Ces "burst pulsed sounds" extrêmement brefs (moins d'une seconde d'émission continue) ne sont pas des sons purs mais des "bruits", d'inextricables petits paquets d'ondes situés sur des fréquences de 120 à 130 Khz et d'une puissance frisant parfois les 220 décibels. Lorsqu’un cétacé découvre un obstacle, une proie, un congénère, un ennemi etc… il a la faculté de l’explorer en détail. Il augmente à ce moment là la fréquence des émissions et « balaye » sa cible en remuant la tête de droite à gauche et de haut en bas.

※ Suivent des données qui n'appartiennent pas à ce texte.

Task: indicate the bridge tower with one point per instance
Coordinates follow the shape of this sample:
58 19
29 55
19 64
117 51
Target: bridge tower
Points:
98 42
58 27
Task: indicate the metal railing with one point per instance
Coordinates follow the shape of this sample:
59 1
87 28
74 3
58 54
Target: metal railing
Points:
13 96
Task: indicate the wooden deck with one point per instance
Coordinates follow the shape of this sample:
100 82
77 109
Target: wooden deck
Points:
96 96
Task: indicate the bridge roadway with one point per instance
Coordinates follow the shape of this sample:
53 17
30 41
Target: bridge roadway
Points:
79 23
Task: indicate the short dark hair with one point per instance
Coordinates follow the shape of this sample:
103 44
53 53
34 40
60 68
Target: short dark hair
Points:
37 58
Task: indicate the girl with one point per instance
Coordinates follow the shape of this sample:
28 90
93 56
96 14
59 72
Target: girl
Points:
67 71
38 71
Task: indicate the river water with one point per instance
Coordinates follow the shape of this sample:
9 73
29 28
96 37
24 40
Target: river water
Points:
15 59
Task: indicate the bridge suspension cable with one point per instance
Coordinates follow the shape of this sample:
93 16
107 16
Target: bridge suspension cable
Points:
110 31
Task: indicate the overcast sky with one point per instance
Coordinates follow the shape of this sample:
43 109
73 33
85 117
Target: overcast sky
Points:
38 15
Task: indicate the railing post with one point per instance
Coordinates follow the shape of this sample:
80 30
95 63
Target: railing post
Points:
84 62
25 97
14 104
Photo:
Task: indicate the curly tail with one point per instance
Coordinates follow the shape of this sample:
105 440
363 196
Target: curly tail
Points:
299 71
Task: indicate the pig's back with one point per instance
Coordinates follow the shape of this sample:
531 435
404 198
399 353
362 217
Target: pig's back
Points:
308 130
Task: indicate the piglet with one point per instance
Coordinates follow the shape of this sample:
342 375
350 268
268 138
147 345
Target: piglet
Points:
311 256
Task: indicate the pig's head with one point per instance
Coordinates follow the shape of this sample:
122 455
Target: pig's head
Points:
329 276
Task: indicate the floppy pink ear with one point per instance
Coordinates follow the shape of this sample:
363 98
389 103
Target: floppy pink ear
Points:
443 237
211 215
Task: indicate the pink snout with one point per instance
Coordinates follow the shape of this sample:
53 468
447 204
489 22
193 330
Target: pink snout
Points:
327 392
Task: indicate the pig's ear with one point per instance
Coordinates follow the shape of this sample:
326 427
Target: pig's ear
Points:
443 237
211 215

4. Application du sonar à la chasse
 
Supposons à présent qu'un poisson soit repéré dans ce champ de vision "stroboscopique". 
Puisqu'il fait nuit, l'œil ne peut confirmer l'image en mode visuel. Lorsque la chasse commence, le dauphin resserre alors le rayon de son biosonar et le dédouble en deux faisceaux. 
Plus précis, mieux ciblés les trains de click bombardent le poisson sous tous ses angles et peuvent même pénétrer dans son corps en renvoyant l'image de ses organes internes. Les deux trains de clicks sont produits presque simultanément, l'un à 20° à gauche de la ligne du rostre et l'autre à 20° sur la droite. Les deux rayons se chevauchent au point focal (0°) et fournissent une "visiaudition" de type binoculaire. 

Un intervalle de 80 millièmes de seconde sépare l'émission de chacun des faisceaux, de sorte qu'en calculant le léger retard d'un écho par rapport à l'autre, le dauphin peut estimer la profondeur de champ et la distance qui le sépare de chaque élément de l'objet observé. 
Se rapprochant de sa proie à toute vitesse, le dauphin n'a de cesse que de conserver le contact avec elle et multiplie la fréquence et l'intensité de ses trains de clicks, comme pour maintenir le "projecteur" allumé presque en continu. 
Les ondes à haute fréquence ont une portée plus courte mais fournissent en revanche une bien meilleure définition des détails. 

En nageant, le dauphin opère un mouvement de balayage avec la tête avant d'obtenir une image complète de sa cible, que ses organes visuels conforteront par ailleurs. S'il veut obtenir davantage de détails encore sur son contenu, le dauphin la bombardera alors sa cible à bout portant, d'un faisceau de clicks aussi fin et précis qu'un rayon laser. 

Celui-ci pénètre la matière et en estime la densité avec une incroyable précision : la nature d'un métal (zinc plutôt que cuivre) ou des variations de l'épaisseur d'un tube de l'ordre d'un millième de millimètres sont alors parfaitement perçus par cette échographie biologique.

D’autres animaux possèdent un système analogue (les taupes, les musaraignes, les chauves-souris…) mais celui des dauphins et des odontocètes en général (cétacés à dents) est le plus perfectionné.